The Immanent Frame Now in Its Sixth Year
The Immanent Frame recently celebrated five years of digital publication. This dynamic SSRC forum—founded in conjunction with the Program on Religion and the Public Sphere—continues to produce a regular stream of original essays on secularism, religion, and public life. A current exchange on the new evangelicals calls attention to the growing group of American evangelicals who have “left the right,” featuring responses from a range of academic and nonacademic voices. Another recent discussion explores the politics of religious freedom. The latest installment of The Immanent Frame book blog focuses on the ethics of political reconciliation, with reflections on Daniel Philpott’s quest for a universal standard of reconciliation in his 2012 volume Just and Unjust Peace (Oxford University Press). You can follow The Immanent Frame on Facebook and Twitter.
The Eurasia Program has launched a Policy Brief Series, featuring short analysis papers by Eurasia Fellows. The series opens with briefs from 2012 Fellows Brinton Ahlin, Julian Gantt, Hannah Reiss, Igor Rubinov, and David Szakonyi.
December marked the second workshop of the CASS-SSRC Seminar Series on Migration, Social Development and Social Protection. Jointly coordinated by the SSRC Migration Program and China Environment and Health Initiative, the workshop brought together researchers from the Chinese Academy of Social Sciences and American migration scholars to consider migration policy challenges in China and the United States.
The African Peacebuilding Network (APN) has awarded research grants to twenty-three African scholars and practitioners to support eleven individual and six team projects on peacebuilding and statebuilding in Africa. Based in African universities and research institutions in Cameroon, Ethiopia, Kenya, Nigeria, South Africa, Uganda, and Zimbabwe, the grantees hold diverse postgraduate degrees and have histories of long-term commitments to peacebuilding on the continent.

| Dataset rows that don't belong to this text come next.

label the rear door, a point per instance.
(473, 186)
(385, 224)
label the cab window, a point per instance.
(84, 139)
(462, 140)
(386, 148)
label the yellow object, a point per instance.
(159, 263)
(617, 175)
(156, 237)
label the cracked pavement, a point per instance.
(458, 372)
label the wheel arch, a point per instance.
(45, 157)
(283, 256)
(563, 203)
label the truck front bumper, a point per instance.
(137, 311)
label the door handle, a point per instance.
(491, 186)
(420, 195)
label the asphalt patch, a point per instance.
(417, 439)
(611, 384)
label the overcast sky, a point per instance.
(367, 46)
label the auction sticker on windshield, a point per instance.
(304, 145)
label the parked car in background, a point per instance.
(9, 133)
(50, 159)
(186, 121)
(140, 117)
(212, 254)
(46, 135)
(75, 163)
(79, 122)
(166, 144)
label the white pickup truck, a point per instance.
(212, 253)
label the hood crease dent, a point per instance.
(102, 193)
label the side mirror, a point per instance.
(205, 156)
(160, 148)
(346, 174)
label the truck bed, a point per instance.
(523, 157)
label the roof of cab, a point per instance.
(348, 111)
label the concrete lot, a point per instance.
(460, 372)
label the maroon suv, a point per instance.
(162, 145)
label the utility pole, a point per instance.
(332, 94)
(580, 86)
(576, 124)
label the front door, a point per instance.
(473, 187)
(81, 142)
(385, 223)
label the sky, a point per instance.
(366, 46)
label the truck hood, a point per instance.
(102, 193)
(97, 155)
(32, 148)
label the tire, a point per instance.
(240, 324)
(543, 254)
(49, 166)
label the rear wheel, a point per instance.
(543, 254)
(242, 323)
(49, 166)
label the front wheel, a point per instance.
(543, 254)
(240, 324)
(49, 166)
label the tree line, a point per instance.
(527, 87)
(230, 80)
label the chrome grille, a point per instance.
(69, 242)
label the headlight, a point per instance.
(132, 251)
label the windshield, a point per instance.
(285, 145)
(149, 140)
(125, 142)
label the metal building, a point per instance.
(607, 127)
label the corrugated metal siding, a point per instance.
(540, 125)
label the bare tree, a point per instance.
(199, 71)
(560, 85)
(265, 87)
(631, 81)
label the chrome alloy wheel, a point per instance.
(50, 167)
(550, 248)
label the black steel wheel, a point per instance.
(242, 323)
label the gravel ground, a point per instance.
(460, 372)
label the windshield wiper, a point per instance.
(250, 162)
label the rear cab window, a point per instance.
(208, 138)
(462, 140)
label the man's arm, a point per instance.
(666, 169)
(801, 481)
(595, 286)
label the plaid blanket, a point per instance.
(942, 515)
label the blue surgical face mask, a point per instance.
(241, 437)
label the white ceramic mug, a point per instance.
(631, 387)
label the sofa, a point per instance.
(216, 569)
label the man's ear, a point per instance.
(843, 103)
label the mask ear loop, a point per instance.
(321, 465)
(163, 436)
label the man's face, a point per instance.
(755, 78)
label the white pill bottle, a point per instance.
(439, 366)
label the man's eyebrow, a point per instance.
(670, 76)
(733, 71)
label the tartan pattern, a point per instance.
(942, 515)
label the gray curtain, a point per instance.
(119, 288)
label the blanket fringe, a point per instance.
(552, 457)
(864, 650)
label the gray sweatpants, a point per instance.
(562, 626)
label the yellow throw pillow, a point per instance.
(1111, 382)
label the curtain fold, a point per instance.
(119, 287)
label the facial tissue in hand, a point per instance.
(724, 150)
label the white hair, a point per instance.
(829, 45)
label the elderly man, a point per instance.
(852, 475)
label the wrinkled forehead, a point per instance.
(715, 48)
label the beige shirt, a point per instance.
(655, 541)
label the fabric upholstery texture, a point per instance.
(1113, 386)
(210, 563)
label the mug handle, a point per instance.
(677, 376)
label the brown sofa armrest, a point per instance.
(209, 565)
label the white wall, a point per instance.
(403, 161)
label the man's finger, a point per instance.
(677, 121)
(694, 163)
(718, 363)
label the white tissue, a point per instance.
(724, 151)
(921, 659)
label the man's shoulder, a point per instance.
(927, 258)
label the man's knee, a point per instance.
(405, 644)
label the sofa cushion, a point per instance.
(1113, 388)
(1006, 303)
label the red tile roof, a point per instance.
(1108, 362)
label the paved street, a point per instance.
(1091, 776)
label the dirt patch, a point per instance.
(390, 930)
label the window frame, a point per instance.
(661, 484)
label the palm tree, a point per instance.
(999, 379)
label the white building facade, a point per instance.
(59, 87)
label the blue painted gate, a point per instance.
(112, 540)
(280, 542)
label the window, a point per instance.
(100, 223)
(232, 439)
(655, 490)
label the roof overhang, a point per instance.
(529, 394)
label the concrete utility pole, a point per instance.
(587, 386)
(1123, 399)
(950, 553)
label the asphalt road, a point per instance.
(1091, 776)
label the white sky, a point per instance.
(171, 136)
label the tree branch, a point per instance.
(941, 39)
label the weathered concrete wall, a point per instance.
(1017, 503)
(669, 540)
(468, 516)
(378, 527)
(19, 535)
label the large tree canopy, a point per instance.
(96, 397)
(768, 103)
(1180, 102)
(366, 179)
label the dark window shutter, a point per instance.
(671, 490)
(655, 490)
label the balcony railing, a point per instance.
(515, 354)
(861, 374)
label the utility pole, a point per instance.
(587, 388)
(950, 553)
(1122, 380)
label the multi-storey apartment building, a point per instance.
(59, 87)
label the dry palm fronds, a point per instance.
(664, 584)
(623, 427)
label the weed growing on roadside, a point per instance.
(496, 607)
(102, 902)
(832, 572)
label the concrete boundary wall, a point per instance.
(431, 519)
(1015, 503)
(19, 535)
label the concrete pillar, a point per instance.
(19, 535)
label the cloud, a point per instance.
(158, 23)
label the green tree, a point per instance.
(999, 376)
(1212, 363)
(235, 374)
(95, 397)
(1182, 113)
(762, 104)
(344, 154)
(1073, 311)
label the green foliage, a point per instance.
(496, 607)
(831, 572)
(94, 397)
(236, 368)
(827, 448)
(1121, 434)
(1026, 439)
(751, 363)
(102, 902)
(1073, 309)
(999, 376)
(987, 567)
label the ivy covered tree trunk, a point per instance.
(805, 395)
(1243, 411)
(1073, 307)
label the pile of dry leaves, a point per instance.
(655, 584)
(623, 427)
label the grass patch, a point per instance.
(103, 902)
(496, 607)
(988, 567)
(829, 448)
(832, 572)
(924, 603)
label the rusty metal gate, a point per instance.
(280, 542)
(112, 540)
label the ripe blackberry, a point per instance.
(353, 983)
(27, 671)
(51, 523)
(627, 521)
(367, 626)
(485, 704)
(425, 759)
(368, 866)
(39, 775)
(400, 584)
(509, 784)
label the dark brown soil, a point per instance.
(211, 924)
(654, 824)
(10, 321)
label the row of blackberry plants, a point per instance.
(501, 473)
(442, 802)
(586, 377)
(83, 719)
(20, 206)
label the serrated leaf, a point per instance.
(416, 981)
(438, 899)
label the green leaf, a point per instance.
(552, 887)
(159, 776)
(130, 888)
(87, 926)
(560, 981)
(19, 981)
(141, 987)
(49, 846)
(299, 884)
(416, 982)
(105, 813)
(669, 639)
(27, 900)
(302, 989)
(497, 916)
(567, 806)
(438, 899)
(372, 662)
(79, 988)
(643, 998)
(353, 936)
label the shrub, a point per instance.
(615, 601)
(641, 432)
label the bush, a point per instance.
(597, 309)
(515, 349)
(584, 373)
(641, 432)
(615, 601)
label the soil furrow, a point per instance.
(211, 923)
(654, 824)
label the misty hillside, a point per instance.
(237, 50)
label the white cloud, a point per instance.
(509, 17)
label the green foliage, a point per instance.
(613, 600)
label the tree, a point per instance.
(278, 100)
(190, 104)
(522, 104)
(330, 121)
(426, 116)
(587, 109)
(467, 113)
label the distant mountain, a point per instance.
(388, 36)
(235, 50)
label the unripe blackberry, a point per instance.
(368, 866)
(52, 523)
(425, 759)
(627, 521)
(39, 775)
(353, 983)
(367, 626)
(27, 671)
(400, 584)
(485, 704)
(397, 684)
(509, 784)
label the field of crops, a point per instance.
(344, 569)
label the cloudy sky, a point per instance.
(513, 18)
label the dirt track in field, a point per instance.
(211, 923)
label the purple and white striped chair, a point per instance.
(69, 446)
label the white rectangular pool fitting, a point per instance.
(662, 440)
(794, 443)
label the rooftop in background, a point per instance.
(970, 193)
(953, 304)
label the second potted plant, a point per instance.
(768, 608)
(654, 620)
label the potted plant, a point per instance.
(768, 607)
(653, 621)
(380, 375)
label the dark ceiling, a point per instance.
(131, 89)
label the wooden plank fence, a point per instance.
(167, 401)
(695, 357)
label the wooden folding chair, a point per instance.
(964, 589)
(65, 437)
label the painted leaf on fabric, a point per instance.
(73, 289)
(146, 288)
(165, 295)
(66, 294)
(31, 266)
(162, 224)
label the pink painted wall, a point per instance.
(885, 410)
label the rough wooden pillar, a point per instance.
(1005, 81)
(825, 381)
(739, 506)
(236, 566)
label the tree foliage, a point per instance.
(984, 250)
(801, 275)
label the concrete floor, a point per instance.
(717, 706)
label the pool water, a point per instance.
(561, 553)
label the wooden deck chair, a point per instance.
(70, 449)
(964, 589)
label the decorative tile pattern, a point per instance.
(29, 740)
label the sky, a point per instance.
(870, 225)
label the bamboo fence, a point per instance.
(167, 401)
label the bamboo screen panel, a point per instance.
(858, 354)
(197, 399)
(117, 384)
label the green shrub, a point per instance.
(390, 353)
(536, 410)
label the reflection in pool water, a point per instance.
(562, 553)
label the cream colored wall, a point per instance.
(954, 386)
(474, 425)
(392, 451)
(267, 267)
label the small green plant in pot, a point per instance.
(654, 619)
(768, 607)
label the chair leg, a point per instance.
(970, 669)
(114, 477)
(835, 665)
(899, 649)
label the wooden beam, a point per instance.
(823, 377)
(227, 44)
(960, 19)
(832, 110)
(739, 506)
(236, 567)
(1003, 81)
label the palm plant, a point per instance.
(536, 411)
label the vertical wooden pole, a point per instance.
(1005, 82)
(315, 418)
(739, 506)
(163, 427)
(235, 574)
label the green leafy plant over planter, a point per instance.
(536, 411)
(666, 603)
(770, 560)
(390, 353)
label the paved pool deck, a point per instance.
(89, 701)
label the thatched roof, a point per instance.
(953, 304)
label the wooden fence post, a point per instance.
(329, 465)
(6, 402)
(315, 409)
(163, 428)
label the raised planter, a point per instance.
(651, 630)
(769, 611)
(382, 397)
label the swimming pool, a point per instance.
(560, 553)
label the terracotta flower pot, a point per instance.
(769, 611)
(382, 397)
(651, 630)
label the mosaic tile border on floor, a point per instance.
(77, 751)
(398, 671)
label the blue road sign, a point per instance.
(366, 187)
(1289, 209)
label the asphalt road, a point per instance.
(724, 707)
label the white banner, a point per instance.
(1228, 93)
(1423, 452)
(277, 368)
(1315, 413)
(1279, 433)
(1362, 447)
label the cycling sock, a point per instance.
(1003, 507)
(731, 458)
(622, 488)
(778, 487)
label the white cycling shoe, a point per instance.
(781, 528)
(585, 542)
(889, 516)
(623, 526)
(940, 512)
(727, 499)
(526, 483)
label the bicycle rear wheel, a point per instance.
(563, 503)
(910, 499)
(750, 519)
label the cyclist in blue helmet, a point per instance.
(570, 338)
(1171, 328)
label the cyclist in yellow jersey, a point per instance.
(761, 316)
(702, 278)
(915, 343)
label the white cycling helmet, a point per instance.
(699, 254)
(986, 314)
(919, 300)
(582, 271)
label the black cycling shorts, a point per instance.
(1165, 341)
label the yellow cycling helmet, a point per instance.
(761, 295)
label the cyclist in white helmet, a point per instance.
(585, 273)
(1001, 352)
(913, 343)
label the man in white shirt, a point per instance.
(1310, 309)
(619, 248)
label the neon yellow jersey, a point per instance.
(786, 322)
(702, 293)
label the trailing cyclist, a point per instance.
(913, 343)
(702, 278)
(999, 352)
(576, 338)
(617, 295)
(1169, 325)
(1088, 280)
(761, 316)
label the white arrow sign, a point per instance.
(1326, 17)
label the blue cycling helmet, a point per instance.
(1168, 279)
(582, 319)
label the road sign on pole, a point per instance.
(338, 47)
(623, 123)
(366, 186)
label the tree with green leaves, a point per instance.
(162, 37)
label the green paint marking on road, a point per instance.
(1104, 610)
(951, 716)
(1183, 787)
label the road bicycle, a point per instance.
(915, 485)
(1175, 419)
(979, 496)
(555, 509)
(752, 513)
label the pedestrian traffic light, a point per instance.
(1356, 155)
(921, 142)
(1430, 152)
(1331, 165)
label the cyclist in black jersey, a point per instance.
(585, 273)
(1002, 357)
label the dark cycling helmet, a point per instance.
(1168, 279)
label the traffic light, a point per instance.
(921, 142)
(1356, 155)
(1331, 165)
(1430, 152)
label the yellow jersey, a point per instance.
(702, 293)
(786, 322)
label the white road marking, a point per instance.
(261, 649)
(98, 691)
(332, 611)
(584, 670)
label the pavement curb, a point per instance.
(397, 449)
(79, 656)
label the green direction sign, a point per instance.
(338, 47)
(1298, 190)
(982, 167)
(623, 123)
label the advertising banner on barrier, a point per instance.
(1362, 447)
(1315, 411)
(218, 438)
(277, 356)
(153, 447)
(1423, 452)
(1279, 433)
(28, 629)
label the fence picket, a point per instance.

New content at the APN forum Kujenga Amani includes “Prospects for Peacebuilding in Eastern Congo?,” an essay by Morten Bøås about the M23 rebel group's withdrawal from Goma, as well as book reviews of Catherine Bolten’s ethnography I Did It to Save My Life: Love and Survival in Sierra Leone and Abou Jeng’s Peacebuilding in the African Union: Law, Philosophy and Practice.
In the latest installment of the SSRC's On the Line podcast, Drugs, Security and Democracy Fellow Damion Blake (2011) discusses his work with Jamaica's organized-crime dons.
Conflict Prevention and Peace Forum program director William O'Neill commented on US violations of international law at Guantánamo Bay prison for Al Jazeera, and program associate Sabrina Stein contributed a chapter titled “The UN and Genocide: A Comparative Analysis of Rwanda and the Former Yugoslavia” to The Politics and Policies of Relief, Aid and Reconstruction (Palgrave, 2012).
Leon Sigal, director of the Northeast Asia Cooperative Security Project, provided political analysis of North Korea's satellite program for the National Interest.
Patrick Guyer, chief statistician for Measure of America, coauthored “Insights from the Historical SERF Index” in the Nordic Journal of Human Rights, based on the research of the Economic and Social Rights Empowerment Initiative, a collaborative project of the SSRC.
Education Research Program director Richard Arum was quoted in a New York Times article on the value of higher education and named a 2013 RHSU Edu-Scholar in recognition of his substantial contribution to public debates about education.
SSRC Board member William H. Janeway was interviewed by AlterNet about breaking free of neoclassical economic theory and his new book Doing Capitalism in the Innovation Economy: Markets, Speculation and the State (Cambridge University Press, 2012), named one of the best economics books of 2012 by the Financial Times.
The Inter-Asia Program is holding an open call for workshop papers for its fourth Conference on Inter-Asian Connections, to be held in Istanbul in October. Workshops will focus on seven different themes of particular relevance to Asia, reconceptualized as a dynamic and interconnected historical, geographical, and cultural formation stretching from the Middle East through Eurasia and South Asia to East Asia. Applications are due by February 11.